Data-Based Time Step Estimation in Explicit Dynamics: Efficient, Accurate, and Conservative Estimators

  • Schilling, Maximilian (University of Stuttgart - IBB)
  • Reinken, Lisa-Marie (University of Stuttgart - IBB)
  • Bischoff, Manfred (University of Stuttgart - IBB)

Please login to view abstract download link

In the context of computational structural dynamics, the stability of dynamic finite element simulations with explicit time integration is determined by the critical time step of the system Currently, this system's critical time step is typically estimated element-wise using a variety of heuristic formulas that rely on element geometric parameters. However, these heuristics are inherently limited in accuracy. Such heuristics often yield overly conservative or non-conservative estimates, particularly for irregular element geometries, necessitating the use of safety factors to mitigate instability risks. To date, evaluations of these estimators have been limited to select, idealized element configurations (Askes et al. (2015)), leaving their performance across the full spectrum of possible configurations largely unassessed. By leveraging a discrete representation of all possible quadrilateral element configurations, recent work by Willmann et al. (2022, 2025) enabled the first comprehensive comparison of different estimators. This analysis revealed substantial inaccuracies in state-of-the-art heuristic estimators, with one example from a widely used commercial software exhibiting an average error of 11% and a maximum error of 65% when taking into account all element configurations. Addressing these limitations, Willmann et al. (2022, 2025) developed more accurate data-based time step estimators, achieving unprecedented accuracy at the element level. Building on this, this contribution shifts the focus to the practical integration of these data-based time step estimators into relevant engineering simulations.

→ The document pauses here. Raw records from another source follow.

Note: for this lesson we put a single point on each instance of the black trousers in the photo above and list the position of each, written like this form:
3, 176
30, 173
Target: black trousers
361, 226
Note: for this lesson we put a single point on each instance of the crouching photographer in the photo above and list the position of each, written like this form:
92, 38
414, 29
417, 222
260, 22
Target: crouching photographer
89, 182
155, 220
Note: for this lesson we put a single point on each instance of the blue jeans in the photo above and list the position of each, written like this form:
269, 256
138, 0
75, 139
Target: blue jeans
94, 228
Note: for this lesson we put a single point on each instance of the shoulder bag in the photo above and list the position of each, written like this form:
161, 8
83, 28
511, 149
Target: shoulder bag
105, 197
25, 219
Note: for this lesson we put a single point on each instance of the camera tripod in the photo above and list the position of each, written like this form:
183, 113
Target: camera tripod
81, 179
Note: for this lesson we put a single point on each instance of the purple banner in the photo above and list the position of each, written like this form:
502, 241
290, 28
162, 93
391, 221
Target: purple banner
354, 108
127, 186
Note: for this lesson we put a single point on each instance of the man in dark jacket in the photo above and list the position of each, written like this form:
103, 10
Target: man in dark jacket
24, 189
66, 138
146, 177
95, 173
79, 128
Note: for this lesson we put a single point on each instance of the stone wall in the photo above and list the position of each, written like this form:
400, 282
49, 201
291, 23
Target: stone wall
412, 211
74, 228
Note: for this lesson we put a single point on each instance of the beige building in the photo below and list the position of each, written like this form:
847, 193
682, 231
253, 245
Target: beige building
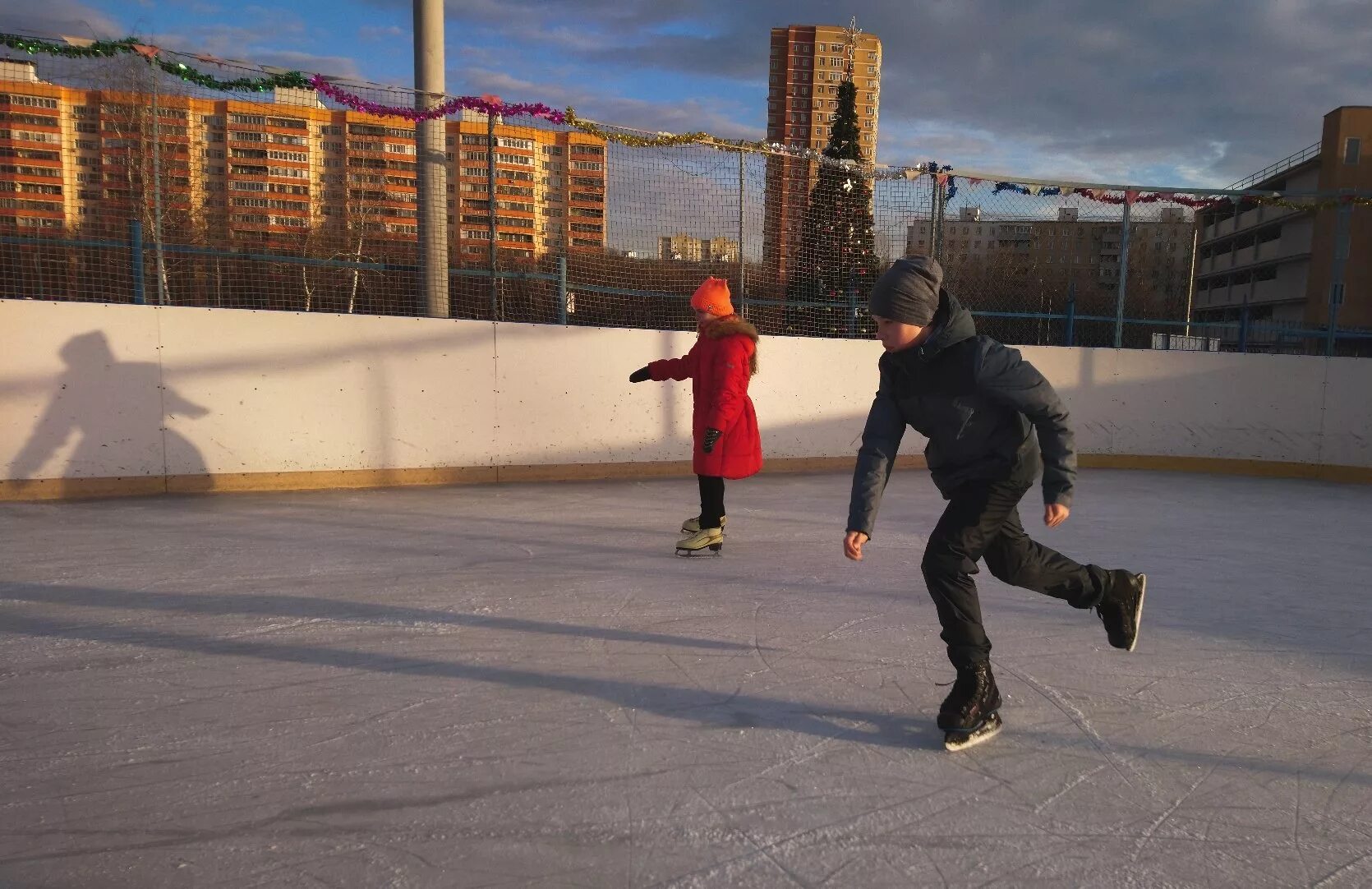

We showcase more efficient and highly accurate data-based time step estimators to achieve an acceleration of structural dynamics simulations. Lastly, we explore the potential of a neighborhood-aware estimation, where information from adjacent elements is incorporated to improve the prediction of the system's critical time step. This approach is particularly promising for tetrahedral solid elements, where a conventional element-wise estimation of the critical time step is excessively conservative. We gratefully acknowledge the support for this research from the German Research Foundation (DFG), Research Grant BI 722/15-1.